I can only speak to my experience regarding comparing Brooklyn to Berlin. I mean comparisons are super hard and kind of problematic. I played a bunch of shows in Brooklyn and Manhattan and Queens. The thing about New York is, there are so many endless bars, small venues, and tucked away stages. So I can’t tell you how many shows I did to mostly empty rooms there. Those were just kind of, you know stripe earning moments. The times I actually played to full crowds could be rough because well, New York is rap’s birthplace. It’s a very important part of the culture. I feel like it’s a hyper critical scene because they know their hip hop well. I’ve never fit into any genre well and sometimes that’s hard for people to accept.

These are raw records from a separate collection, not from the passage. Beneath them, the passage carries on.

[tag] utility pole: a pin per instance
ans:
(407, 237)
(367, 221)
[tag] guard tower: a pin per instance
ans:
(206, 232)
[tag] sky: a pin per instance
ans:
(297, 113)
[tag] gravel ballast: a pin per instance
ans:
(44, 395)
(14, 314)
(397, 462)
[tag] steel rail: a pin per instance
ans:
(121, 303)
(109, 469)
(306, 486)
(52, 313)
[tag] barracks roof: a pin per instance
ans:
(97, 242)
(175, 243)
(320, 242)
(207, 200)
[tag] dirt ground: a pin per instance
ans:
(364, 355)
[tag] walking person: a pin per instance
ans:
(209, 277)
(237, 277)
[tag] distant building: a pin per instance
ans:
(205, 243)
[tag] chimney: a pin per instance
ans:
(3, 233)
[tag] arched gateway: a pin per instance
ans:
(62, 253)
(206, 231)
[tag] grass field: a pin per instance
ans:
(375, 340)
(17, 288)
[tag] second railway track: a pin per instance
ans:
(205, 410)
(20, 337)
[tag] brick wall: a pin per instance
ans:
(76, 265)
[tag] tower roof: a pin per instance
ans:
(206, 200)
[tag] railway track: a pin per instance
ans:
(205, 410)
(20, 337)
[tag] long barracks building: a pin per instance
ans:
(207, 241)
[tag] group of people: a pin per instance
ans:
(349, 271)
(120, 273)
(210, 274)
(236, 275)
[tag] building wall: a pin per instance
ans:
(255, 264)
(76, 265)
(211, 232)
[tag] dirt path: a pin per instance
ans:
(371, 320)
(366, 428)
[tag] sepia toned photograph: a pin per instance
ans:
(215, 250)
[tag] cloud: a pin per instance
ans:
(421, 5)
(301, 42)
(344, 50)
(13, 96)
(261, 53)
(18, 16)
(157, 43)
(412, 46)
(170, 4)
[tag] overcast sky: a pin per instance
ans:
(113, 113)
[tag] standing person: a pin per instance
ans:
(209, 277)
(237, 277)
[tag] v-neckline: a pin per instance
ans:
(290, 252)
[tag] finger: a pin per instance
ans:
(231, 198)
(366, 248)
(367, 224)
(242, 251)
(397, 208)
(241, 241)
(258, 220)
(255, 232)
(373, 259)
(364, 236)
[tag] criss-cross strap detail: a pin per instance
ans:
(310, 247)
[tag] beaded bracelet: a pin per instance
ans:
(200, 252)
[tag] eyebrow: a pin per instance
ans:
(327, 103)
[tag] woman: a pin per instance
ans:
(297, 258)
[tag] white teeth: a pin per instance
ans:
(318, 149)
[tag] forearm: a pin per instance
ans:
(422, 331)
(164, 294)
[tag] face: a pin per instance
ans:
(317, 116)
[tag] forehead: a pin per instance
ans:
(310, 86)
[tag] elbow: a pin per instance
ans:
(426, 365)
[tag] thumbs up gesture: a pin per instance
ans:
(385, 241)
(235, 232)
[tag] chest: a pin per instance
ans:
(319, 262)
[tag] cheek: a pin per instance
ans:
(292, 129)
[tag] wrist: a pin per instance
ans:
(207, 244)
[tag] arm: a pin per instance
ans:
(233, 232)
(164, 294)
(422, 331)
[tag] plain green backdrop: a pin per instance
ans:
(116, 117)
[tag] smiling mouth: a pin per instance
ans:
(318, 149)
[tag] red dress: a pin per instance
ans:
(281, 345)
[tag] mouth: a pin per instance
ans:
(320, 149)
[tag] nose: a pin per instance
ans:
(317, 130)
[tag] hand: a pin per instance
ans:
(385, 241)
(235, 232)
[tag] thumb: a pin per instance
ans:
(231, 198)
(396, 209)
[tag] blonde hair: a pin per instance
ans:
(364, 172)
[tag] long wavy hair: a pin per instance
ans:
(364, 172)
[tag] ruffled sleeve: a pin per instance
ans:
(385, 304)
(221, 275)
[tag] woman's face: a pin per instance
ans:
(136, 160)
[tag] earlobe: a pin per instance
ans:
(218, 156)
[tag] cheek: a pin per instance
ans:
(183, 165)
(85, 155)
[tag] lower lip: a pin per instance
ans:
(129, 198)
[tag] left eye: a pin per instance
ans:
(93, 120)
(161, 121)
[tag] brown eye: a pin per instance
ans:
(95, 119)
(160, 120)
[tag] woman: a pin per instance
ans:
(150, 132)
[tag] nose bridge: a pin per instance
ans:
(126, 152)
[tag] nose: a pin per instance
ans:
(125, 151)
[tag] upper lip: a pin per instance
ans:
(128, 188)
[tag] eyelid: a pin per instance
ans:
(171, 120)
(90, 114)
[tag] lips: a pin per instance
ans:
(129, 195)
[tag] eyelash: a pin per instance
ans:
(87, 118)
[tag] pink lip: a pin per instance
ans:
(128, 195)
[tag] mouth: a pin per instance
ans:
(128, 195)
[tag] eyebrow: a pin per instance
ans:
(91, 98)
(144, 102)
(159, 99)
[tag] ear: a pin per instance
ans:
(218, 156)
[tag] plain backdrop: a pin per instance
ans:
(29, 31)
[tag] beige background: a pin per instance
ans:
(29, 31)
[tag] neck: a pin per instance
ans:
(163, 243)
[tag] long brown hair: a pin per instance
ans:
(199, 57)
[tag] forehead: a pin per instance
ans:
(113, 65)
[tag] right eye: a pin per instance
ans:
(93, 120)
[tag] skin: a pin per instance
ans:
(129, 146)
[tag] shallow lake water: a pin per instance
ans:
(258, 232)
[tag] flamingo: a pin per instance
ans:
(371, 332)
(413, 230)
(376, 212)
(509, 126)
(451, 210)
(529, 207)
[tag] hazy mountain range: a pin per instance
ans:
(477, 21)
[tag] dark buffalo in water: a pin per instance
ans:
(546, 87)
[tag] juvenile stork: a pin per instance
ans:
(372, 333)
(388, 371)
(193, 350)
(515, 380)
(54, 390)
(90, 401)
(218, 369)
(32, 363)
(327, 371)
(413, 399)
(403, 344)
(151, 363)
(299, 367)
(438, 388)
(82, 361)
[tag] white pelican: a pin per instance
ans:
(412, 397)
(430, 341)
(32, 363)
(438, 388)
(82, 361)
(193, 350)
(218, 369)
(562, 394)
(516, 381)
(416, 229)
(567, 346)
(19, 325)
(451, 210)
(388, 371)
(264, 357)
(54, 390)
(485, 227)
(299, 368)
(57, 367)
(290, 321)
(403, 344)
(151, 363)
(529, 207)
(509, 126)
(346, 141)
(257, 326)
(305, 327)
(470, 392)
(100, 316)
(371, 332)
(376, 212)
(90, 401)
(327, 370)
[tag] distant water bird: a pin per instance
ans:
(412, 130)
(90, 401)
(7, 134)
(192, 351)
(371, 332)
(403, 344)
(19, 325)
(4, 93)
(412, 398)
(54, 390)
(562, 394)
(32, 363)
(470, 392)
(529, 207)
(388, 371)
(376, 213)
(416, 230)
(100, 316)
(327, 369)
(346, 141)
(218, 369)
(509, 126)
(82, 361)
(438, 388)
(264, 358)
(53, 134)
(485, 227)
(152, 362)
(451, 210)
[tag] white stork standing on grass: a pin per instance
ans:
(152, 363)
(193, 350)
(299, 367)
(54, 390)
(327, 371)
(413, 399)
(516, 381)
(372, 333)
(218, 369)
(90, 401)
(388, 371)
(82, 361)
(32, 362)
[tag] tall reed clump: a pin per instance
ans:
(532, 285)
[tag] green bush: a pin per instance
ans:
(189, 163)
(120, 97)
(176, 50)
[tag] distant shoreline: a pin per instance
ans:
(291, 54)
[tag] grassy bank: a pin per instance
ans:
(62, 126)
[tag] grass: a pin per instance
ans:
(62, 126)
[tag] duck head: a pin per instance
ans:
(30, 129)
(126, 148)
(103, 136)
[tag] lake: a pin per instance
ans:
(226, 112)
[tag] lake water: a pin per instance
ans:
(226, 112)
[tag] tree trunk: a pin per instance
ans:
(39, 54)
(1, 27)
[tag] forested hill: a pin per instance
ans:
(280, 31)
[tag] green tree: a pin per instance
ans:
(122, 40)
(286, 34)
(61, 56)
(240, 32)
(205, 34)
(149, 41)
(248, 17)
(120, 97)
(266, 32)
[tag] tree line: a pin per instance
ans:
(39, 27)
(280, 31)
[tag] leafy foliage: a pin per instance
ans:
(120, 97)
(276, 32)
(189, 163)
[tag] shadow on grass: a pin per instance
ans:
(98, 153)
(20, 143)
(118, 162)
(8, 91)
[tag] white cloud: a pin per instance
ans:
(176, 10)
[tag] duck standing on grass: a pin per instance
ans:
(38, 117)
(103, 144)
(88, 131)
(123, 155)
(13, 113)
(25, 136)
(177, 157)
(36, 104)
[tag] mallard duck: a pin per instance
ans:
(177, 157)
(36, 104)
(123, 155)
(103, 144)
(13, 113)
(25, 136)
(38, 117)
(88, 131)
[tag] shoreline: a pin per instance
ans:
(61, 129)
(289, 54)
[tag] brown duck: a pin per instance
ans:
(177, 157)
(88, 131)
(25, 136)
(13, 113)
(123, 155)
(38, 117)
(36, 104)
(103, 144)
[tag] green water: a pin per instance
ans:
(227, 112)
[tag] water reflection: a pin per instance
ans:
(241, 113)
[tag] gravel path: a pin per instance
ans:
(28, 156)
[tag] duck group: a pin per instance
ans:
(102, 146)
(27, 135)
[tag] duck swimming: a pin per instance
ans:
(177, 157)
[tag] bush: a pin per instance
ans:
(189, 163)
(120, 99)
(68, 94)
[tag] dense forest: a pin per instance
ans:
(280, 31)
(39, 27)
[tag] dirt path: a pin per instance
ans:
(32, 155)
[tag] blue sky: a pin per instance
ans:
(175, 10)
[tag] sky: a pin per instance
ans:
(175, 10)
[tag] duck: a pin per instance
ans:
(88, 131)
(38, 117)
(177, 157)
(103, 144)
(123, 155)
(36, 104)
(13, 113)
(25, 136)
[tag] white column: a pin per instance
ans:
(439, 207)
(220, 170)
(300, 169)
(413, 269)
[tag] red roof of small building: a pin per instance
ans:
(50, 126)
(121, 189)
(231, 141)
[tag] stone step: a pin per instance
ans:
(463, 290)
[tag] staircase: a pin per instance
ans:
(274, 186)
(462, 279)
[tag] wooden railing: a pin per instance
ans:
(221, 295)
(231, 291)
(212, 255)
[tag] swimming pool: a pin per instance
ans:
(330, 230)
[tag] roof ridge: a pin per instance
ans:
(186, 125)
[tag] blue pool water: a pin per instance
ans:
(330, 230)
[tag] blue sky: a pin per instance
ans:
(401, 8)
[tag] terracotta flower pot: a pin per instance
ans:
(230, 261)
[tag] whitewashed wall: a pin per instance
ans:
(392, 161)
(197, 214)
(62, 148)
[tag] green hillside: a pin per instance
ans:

If something hasn’t already been established and accepted by the people then you are under a more severe scrutiny I think, a weirdo. I got some boos, I got stuff thrown at me sometimes. On the other hand it felt really great when someone would come up to me after, albeit secretly, and tell me they really felt my lyrics. There’s many options, and New York is huge and takes forever to get around, so it can be hard to fill a room on a Wednesday or whatever, especially when you are just starting out. Berlin is kind of the opposite. If there’s a show at all, no matter what it is, the people come, they stay, and they actually watch or experience whatever work is on display before finalizing an opinion. People walk into concerts off the street and stay, and this never happens in NY (in my experience) because people are super busy and don’t have time to just check random shit out. Berlin is not a rap town at all. However they are really open minded. In fact, most people I ask say they don’t like rap, but also don’t seem to know of any from the past 20 years. So they, like the New Yorkers, have a pre-judgement I have to overcome. But they listen. Every concert I’ve ever done in Berlin has ended with someone coming up to me saying they had no idea they liked hip hop but they love my music, and now they want to investigate to see if there are other artists they like. So in Brooklyn I was breaking expectations by not fitting in and in Berlin I break them by not being Gangster Rap from 1995.

•What’re your plans for 2021? Give us the goods.

Plans for 2021? Well I’m working on a sequel to me and YAWWN’s 2018 release Nevemrind, although this time it will be two 5 song EP’s instead of a full length. Hooking back up w YAWWN aka Paid Holidays, we decided to start doing live online mini concerts for everybody stuck at home. Since there’s a deadly airborne virus the world still hasn’t overcome, spraying DNA loudly towards a group of people standing close together just isn’t possible. I’m really excited to be working with my new manager Mr. Olu of Glowrize Management. We’ve got some great ideas regarding merchandise and all the other things that come along with a musicians job outside of concerts. We’ll also be releasing several John Debt solo EP’s this year. A lot of writing and a lot of recording. Also, I can’t say who yet, but I have a couple exciting collaborations coming this year as well.